Cet article a clarifié la relation entre Web3 et DAO, montrant comment ces concepts s’articulent et se soutiennent dans l’environnement numérique en mutation. Web3 désigne une nouvelle forme d’internet fondée sur la blockchain, induisant une transformation profonde de notre rapport au numérique.
DAO désigne les « sociétés, organisations et communautés » qui opèrent sur Web3 grâce à la blockchain. Bien que proches, ces concepts sont distincts : dans le cadre global de Web3, de nouveaux systèmes et services comme DAOs et DeFi sont développés et mis en œuvre.
Le cadre juridique autour de Web3 et des DAOs se consolide aussi au Japon, renforçant son statut sur le marché mondial des cryptomonnaies. Avec l’évolution de la réglementation et du soutien à l’innovation, le pays se positionne comme leader responsable en matière de Web3.
Suivre les tendances Web3 et DAO au Japon et dans le monde ouvre des opportunités inédites d’investissement sur le marché Web3. La convergence de l’innovation technologique, de la clarification réglementaire et du soutien institutionnel crée un environnement propice à la participation dans cet écosystème transformateur.
Web3 est un internet décentralisé où chaque utilisateur détient et contrôle ses données. Le Web2 est centralisé, les plateformes possédant données et valeur des utilisateurs. Web3 privilégie la souveraineté individuelle et la propriété des données.
Une DAO est une organisation communautaire gouvernée par du code et des smart contracts. Les membres détiennent des jetons donnant droit au vote et prennent collectivement les décisions sur les propositions et l’allocation des ressources, via des votes transparents sur la blockchain et sans leadership centralisé.
Le registre transparent de Web3 offre aux DAOs un environnement décisionnel fiable, garantissant l’authenticité et la sécurité de chaque vote. Les DAOs convertissent les capacités techniques de Web3 en actions collectives : coordination de projets NFT, gestion de protocoles DeFi, etc.
La gouvernance DAO repose sur des smart contracts implémentés sur la blockchain, assurant des décisions décentralisées et transparentes. Les membres détiennent des jetons de gouvernance et votent collectivement sur l’allocation des fonds, les évolutions du protocole et la gestion de l’organisation, sans autorité centrale.
Parmi les DAOs les plus notables : Constitution DAO, qui a levé plus de 47 millions de dollars en 72 heures ; MakerDAO, gérant d’importantes réserves de stablecoins ; Uniswap DAO, qui pilote le plus grand protocole d’échange décentralisé pour des milliards de valeur échangée.
Pour rejoindre une DAO, il faut généralement détenir des jetons spécifiques ou remplir les critères définis par la DAO. La participation aux décisions s’effectue via les votes de gouvernance et les discussions.
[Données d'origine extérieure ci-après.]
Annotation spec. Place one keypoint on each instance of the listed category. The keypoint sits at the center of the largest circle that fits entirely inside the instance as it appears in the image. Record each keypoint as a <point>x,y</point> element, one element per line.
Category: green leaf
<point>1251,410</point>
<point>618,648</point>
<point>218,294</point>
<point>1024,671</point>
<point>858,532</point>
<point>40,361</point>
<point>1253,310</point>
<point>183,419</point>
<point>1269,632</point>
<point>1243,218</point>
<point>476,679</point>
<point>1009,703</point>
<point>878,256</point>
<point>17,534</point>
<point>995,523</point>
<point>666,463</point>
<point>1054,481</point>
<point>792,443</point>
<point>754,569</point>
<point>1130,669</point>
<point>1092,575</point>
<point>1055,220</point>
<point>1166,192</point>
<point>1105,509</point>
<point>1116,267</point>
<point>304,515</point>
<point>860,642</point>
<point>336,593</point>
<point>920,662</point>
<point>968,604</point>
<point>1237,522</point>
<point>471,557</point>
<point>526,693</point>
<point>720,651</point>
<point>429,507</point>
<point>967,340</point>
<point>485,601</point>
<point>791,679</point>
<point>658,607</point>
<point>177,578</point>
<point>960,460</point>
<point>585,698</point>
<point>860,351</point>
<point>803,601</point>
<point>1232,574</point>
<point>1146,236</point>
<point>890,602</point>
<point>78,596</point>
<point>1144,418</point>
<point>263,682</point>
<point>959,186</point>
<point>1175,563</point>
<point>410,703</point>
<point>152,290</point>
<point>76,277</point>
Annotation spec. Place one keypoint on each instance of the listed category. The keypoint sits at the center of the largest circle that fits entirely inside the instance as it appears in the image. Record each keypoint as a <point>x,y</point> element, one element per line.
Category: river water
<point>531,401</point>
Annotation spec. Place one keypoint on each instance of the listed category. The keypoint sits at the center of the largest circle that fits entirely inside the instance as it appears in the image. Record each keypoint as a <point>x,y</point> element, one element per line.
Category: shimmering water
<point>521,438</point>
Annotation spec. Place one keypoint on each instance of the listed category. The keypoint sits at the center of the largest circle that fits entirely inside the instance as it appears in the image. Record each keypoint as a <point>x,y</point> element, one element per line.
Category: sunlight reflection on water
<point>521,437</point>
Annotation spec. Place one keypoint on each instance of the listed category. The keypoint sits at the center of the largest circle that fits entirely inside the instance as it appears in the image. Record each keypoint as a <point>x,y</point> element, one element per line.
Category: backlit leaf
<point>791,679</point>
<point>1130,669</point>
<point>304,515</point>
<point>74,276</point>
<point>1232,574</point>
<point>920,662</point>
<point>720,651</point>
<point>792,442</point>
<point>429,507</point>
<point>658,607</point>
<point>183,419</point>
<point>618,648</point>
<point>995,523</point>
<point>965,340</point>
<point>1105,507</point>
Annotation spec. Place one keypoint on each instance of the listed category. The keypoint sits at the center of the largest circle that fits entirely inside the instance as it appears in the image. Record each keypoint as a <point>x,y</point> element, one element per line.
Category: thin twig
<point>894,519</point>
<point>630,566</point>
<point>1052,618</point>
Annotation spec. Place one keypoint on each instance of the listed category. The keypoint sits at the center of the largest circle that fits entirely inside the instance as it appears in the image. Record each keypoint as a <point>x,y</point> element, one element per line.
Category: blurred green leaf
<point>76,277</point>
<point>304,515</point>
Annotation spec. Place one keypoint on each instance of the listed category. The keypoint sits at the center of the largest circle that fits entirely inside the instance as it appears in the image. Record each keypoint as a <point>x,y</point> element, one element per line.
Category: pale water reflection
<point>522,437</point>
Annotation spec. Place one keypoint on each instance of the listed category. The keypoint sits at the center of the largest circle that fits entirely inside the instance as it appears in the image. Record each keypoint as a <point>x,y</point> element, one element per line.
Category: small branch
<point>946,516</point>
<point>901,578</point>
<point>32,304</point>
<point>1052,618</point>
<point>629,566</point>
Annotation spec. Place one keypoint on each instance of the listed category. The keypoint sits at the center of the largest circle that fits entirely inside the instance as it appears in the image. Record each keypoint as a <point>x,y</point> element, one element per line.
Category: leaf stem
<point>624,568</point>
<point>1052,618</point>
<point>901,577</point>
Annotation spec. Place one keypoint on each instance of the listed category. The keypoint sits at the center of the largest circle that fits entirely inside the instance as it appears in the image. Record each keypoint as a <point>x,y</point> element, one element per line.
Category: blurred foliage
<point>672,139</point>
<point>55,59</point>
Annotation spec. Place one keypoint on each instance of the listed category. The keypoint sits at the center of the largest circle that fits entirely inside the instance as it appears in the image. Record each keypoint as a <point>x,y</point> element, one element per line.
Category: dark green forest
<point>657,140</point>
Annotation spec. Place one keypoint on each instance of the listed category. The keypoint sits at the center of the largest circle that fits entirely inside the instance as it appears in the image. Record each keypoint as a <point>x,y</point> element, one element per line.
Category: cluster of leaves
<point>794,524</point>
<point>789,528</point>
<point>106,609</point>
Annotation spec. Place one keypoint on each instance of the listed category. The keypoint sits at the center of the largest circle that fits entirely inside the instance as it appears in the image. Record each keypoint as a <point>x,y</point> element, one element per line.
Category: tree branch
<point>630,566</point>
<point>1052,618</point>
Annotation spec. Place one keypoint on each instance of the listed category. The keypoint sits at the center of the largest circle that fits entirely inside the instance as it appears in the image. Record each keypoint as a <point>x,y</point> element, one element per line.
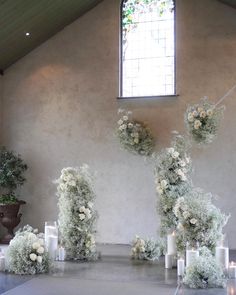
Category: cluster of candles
<point>221,254</point>
<point>51,241</point>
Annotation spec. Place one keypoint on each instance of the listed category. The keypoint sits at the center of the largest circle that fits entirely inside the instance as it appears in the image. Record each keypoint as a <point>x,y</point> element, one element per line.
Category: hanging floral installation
<point>146,249</point>
<point>134,136</point>
<point>172,172</point>
<point>77,216</point>
<point>202,121</point>
<point>27,254</point>
<point>199,220</point>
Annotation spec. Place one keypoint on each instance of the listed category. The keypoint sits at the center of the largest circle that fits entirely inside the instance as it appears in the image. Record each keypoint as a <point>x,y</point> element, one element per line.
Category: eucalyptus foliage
<point>146,249</point>
<point>12,169</point>
<point>134,136</point>
<point>133,8</point>
<point>204,272</point>
<point>173,167</point>
<point>26,254</point>
<point>202,121</point>
<point>77,216</point>
<point>199,220</point>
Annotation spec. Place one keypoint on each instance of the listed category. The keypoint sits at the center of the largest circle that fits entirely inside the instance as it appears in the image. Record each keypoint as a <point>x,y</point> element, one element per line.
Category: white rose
<point>35,245</point>
<point>160,190</point>
<point>195,113</point>
<point>190,117</point>
<point>40,250</point>
<point>182,163</point>
<point>197,124</point>
<point>209,112</point>
<point>130,125</point>
<point>41,242</point>
<point>193,220</point>
<point>186,214</point>
<point>82,209</point>
<point>142,249</point>
<point>82,216</point>
<point>87,211</point>
<point>200,109</point>
<point>33,256</point>
<point>203,114</point>
<point>175,155</point>
<point>39,259</point>
<point>90,205</point>
<point>164,183</point>
<point>170,150</point>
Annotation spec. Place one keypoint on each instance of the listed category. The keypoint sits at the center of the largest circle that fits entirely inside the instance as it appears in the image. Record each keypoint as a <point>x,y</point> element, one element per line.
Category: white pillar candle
<point>2,263</point>
<point>171,244</point>
<point>52,245</point>
<point>232,270</point>
<point>61,254</point>
<point>168,261</point>
<point>222,256</point>
<point>180,266</point>
<point>190,256</point>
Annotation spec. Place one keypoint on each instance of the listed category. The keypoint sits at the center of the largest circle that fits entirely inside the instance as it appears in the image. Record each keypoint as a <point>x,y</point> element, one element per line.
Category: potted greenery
<point>12,170</point>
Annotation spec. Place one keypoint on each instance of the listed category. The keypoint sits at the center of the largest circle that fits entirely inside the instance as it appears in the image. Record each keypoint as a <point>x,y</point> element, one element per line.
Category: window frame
<point>121,60</point>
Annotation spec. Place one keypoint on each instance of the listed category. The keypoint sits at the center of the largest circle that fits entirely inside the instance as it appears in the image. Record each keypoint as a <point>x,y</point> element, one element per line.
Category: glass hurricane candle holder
<point>222,252</point>
<point>192,252</point>
<point>51,238</point>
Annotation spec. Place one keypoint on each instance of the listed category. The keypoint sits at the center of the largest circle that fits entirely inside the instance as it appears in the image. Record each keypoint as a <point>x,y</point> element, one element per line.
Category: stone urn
<point>10,218</point>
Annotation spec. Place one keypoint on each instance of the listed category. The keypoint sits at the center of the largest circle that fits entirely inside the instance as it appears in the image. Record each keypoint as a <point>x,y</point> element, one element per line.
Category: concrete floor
<point>113,274</point>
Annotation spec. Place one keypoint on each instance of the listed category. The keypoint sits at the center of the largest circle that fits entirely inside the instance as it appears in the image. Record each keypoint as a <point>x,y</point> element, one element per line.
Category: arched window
<point>147,57</point>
La plupart des DAOs adoptent des mécanismes de proposition et de vote, permettant aux détenteurs de jetons de soumettre des idées et de voter sur les sujets clés de l’organisation.
Les smart contracts automatisent la gouvernance et la prise de décision, assurant des opérations transparentes et équitables. Ils définissent les règles, gèrent les flux financiers et permettent des mécanismes de vote démocratiques pour une gestion autonome et décentralisée.
Les DAOs font face à des défis majeurs : conflits de gouvernance, incohérences dans les processus décisionnels, vulnérabilités des smart contracts et menaces externes. Le manque d’alignement des membres et une gestion inadéquate de la trésorerie sont aussi des risques importants pour la pérennité de l’organisation.
Déployez un smart contract pour l’enregistrement des membres, émettez des jetons de gouvernance et mettez en place des mécanismes de vote. Des plateformes comme Aragon ou DAOstack permettent de simplifier le déploiement et la gestion de la trésorerie, des propositions et de la gouvernance communautaire.
Les DAOs garantissent transparence, décision décentralisée et participation mondiale via la blockchain. Cependant, elles rencontrent des difficultés : complexité de la gouvernance, incertitude juridique, coordination entre membres anonymes, et absence de cadres légaux établis par rapport aux structures classiques.